Ultimately, I did resolve my health challenges. I enrolled in a balance course and made significant inroads in organizing the house. I got an alert system which has alleviated much of my concern about being alone. And while I haven't lost weight, I haven't gained any - a small victory considering all the stress!
So, as dawn arrives later every day and dusk settles sooner, as autumn is in the air and I anticipate the first anniversary of John's death, my second Thanksgiving and Christmas without him, I could easily descend into anxiety and trepidation. However, the greatest accomplishment of this summer has been to remind me, not that life happens while I'm making other plans, but that I have the resiliency, the skills and support to deal with it. I almost forgot.
"Don't cry because it's over. Smile because it happened." ~ Dr. Seuss
I love Dr. Seuss and I so want to believe this. I can recognize that I am making progress, for sure. In those first few weeks after John died, I despaired of remembering him other than from those last six months when he declined so significantly, losing weight, losing his ability to drive, losing his eyesight, eventually needing my help for even the most rudimentary tasks. I panicked when I couldn't remember the silly little jingle he created and sang only in the shower. I couldn't sleep in our bed, couldn't ward off the regrets.
I turned to a multitude of grief books, hoping to find that someone else, anyone else, who felt the way I did. Thankfully, I found the reassurance I was looking forward. Not crazy, not unusual to feel so frantic.
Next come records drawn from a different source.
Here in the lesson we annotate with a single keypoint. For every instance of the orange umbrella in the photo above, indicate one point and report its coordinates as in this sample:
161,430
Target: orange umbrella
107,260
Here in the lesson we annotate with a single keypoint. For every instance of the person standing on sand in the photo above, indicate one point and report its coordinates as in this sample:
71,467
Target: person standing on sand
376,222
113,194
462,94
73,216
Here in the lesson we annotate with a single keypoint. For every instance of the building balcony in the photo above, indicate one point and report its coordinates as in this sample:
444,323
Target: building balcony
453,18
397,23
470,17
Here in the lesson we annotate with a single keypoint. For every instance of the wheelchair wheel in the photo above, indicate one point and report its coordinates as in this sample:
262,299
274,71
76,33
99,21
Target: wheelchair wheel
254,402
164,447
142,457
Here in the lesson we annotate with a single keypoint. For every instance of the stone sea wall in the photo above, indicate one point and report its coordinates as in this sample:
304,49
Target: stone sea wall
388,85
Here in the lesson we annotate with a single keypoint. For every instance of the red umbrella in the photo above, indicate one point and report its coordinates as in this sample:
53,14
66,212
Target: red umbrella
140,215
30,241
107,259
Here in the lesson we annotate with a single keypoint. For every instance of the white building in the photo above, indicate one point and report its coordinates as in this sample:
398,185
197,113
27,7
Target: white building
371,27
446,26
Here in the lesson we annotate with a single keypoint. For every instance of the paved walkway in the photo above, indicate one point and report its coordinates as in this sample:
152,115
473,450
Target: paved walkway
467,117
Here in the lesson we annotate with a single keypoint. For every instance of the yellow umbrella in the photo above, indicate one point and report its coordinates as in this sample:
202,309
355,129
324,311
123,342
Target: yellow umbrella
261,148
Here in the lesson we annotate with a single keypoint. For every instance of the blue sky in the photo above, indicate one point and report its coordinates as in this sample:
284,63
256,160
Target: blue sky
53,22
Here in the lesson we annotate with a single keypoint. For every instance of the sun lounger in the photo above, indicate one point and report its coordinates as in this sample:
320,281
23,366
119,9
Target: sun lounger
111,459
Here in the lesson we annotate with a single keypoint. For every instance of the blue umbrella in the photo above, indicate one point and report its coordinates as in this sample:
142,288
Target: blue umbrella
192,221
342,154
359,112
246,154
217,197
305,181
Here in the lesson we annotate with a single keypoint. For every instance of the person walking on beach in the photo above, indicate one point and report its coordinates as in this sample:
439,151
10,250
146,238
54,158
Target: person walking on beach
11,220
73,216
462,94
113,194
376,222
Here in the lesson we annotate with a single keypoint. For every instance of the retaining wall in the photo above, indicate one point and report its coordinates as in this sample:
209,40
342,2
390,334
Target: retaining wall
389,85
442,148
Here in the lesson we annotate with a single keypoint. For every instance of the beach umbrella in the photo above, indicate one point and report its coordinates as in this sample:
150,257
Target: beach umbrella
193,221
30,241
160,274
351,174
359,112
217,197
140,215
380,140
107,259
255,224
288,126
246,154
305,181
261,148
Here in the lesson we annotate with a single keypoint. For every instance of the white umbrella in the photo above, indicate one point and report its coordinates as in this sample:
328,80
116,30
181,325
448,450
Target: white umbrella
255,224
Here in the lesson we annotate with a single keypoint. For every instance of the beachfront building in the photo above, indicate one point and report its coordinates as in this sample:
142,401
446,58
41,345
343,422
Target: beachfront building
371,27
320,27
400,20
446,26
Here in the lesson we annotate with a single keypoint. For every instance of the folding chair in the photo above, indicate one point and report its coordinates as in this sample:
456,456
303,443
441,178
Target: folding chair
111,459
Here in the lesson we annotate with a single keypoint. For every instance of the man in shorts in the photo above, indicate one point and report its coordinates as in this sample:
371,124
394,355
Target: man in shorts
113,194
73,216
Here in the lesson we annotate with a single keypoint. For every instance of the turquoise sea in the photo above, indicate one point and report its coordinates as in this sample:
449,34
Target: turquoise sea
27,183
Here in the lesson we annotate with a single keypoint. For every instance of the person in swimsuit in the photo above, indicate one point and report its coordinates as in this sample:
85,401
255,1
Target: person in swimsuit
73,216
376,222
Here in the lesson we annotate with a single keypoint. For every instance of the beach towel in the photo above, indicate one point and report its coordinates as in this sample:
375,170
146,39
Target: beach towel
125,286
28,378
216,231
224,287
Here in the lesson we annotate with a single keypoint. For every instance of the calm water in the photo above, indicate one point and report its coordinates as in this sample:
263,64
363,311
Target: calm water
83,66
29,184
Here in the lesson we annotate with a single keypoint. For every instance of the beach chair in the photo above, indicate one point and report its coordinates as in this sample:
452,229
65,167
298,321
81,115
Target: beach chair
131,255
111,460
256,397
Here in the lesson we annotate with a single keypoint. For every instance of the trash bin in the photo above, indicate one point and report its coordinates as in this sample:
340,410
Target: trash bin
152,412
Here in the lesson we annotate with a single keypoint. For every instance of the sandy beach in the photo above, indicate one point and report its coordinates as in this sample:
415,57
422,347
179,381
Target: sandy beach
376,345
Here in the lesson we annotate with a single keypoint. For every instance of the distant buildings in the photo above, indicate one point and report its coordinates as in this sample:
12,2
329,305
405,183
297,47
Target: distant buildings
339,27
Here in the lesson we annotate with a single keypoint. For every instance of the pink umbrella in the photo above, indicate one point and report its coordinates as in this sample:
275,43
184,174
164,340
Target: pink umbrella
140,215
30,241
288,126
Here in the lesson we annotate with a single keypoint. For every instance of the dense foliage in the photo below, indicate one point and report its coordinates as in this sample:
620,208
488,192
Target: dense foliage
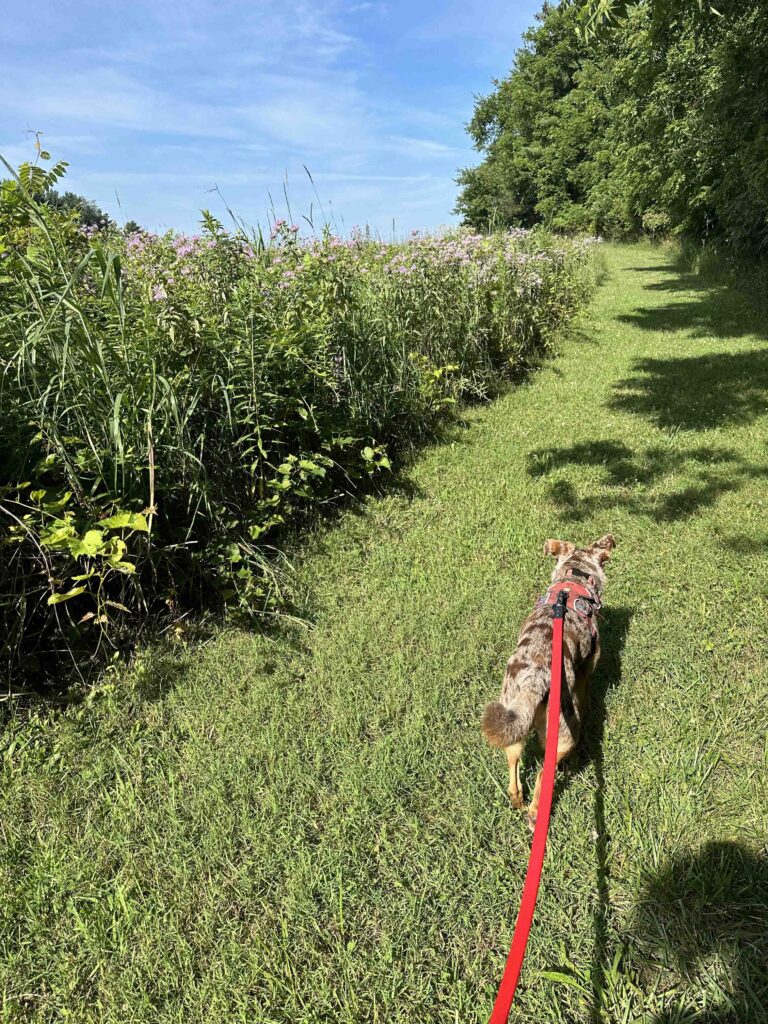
658,124
170,402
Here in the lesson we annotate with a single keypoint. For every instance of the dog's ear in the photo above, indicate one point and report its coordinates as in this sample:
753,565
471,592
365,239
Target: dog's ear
559,549
603,547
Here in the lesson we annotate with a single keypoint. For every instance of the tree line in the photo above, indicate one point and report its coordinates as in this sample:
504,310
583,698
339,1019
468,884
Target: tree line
625,119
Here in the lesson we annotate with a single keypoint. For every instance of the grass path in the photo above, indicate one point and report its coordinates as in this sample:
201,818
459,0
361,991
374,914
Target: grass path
309,827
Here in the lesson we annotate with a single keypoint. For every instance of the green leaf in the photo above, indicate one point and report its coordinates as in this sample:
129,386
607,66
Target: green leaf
58,598
131,520
90,545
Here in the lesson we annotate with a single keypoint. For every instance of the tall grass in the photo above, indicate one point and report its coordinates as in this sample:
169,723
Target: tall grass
168,403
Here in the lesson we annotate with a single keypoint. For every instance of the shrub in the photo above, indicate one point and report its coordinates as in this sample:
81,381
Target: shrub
170,403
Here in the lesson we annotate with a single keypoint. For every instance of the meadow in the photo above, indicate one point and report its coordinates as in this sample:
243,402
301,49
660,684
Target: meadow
304,824
172,407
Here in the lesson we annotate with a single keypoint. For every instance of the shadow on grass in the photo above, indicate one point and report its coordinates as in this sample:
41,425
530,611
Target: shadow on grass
698,392
614,626
636,479
712,904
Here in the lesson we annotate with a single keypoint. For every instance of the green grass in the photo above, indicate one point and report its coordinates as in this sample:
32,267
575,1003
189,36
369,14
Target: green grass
309,827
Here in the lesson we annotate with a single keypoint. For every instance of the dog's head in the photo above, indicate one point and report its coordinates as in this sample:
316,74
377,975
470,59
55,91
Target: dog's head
590,560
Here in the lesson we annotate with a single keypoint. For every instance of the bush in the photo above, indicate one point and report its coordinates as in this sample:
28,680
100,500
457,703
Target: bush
169,403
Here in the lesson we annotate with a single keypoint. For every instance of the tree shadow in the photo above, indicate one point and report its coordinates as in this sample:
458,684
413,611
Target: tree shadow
614,627
697,392
723,304
636,478
706,907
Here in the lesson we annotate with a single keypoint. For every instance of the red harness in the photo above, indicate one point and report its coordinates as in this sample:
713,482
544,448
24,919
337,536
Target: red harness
581,599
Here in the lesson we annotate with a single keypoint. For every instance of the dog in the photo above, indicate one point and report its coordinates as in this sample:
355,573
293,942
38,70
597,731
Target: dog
522,704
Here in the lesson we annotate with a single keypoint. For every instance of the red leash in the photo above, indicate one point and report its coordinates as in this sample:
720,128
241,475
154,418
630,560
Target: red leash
508,986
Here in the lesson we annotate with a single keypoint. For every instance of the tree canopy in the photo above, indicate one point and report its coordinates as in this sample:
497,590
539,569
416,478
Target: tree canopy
656,123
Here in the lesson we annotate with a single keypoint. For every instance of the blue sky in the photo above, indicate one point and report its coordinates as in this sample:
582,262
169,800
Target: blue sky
157,102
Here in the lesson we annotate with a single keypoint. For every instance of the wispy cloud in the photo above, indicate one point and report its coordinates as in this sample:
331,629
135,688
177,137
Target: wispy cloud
159,100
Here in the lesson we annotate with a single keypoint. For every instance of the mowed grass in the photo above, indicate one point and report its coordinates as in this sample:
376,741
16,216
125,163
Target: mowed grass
308,826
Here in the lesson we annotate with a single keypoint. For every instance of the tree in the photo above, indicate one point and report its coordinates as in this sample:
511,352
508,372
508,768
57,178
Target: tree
656,125
87,211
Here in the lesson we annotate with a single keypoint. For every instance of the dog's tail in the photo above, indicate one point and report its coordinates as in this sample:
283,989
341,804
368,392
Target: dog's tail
504,725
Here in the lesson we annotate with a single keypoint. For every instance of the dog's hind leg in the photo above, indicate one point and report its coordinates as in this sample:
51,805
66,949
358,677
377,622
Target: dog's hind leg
562,753
515,786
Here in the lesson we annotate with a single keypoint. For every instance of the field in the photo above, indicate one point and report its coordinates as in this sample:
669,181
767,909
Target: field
306,825
172,407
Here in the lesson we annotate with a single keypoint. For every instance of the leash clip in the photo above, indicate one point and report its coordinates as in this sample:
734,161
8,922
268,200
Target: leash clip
558,608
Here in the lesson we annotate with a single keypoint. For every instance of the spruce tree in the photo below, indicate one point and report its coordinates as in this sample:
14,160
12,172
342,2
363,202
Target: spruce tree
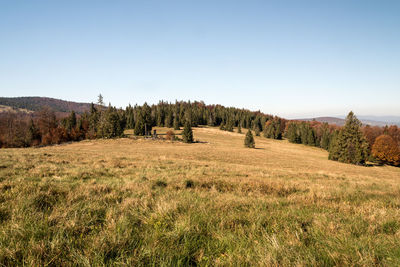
325,138
33,135
176,123
187,134
351,145
249,140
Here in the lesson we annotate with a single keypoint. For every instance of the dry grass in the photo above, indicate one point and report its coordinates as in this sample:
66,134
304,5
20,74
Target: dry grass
142,202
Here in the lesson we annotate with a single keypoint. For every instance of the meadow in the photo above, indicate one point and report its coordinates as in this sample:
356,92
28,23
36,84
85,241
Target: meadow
213,203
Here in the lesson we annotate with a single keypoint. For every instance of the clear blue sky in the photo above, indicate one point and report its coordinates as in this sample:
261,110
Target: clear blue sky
290,58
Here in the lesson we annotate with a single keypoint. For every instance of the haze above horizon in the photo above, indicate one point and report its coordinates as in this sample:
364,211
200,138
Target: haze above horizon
292,59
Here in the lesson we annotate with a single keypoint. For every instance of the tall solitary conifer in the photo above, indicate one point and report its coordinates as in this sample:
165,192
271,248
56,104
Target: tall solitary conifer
249,140
350,145
187,134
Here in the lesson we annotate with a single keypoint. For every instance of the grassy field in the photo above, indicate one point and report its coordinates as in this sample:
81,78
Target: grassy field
147,202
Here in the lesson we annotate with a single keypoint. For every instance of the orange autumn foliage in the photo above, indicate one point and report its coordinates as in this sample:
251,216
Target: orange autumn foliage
386,149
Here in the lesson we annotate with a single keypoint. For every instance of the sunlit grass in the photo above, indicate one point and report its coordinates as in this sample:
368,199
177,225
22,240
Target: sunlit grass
143,202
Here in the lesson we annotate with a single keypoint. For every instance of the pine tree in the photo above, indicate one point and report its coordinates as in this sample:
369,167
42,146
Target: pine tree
168,120
351,145
71,121
249,140
325,138
139,124
33,136
292,133
100,100
187,134
386,150
176,122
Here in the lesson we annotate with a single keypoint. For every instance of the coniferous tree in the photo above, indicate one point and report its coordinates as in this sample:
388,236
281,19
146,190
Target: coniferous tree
187,134
168,120
71,121
33,137
350,145
325,138
249,140
176,122
292,133
386,150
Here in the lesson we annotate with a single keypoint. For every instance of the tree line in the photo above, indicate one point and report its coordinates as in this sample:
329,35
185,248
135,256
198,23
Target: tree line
45,128
352,143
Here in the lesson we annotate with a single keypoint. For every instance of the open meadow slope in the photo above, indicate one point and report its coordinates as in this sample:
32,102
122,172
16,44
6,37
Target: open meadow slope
143,202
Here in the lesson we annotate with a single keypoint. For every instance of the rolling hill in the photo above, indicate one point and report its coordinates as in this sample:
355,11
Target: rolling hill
364,119
139,202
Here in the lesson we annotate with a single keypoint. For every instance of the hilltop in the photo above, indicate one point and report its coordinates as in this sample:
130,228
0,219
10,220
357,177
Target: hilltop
366,120
151,202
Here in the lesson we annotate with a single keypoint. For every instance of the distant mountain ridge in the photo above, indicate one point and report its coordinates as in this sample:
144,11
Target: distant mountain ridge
364,119
35,103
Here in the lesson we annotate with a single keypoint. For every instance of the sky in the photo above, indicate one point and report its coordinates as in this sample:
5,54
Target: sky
288,58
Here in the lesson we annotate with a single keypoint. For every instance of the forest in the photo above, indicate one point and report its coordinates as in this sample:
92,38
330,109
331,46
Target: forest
351,143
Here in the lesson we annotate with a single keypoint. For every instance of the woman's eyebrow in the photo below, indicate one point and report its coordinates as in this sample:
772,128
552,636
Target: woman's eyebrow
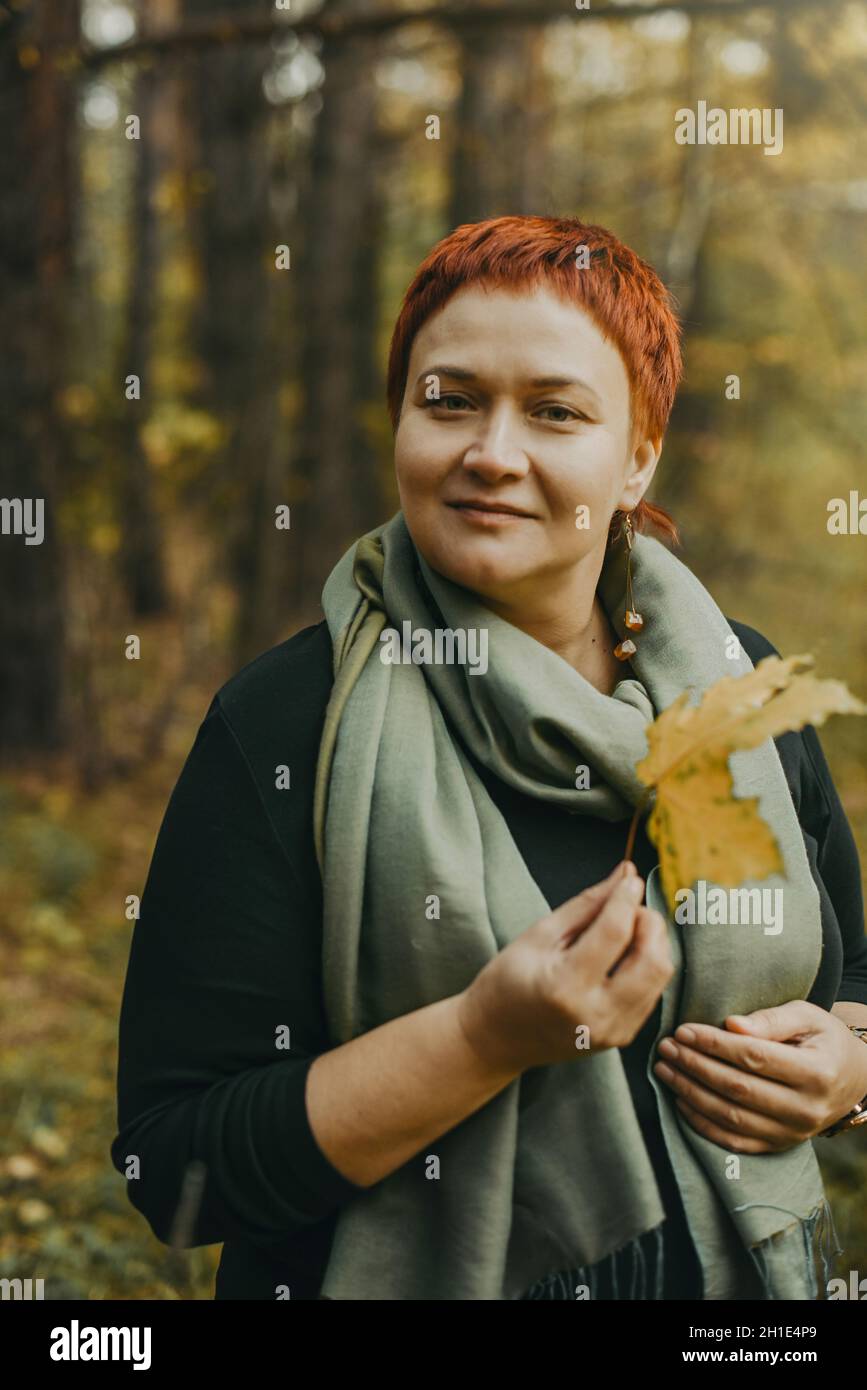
461,374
Then one morning, out of nowhere, the jingle emerged as I was waking up. Gradually, sweet memories from those last six months returned. How pleased he was that our little rescue dog, Rufus, and I had "found each other." How he would sing to me, "Have I told you lately that I love you?" several times a day. How, when I asked if he knew how much I loved him, his response was "and do you know how much that mattered?" How he always expressed his gratitude to me, to his doctor, to the home health care and hospice nurses who cared for him. Memories that, though they first brought tears, could also evoke a smile. Not either/or but both. In recent months, other memories have returned, sometimes initiated deliberately by someone sharing a common experience. Or when I have had the courage to sit with photo albums or my basket of all the cards he sent me over the years. When I have had the courage to go through a travel journal - our trips to Tuscany or the one to Sicily when we came upon a relative of mine sitting on a doorstep in her housecoat and flannel slippers, a scene from a Fellini movie. Or the photos from the helicopter ride down the face of the Jurassic Falls. How thrilled he was to sit beside the pilot. There are the memories that pop up unexpectedly - when it's dusk and I can hear him call to me to "come see this. You won't believe the sky." Or when I wake in the morning and recall how he would ask how I slept. Hearing that Tiger Woods won the Masters and knowing he would have said, "I told you so." Walking into the local Starbucks and ordering an iced tea the way he would have. The intimate memories - the night we met in a "bar in Kansas City." Well, an elegant lounge actually, but he loved telling everyone it was a bar. Our wedding, the way he hovered when I had breast cancer, the beautiful messages he wrote on every card until he could no longer even sign his name. There isn't a day now when yet another memory emerges. Bidden, unbidden. Most of the time I can smile, well, at least smile first. Am I at the point when I don't cry? Not yet. Will there come a day when I can simply smile because it happened? Maybe, hopefully, but just not yet.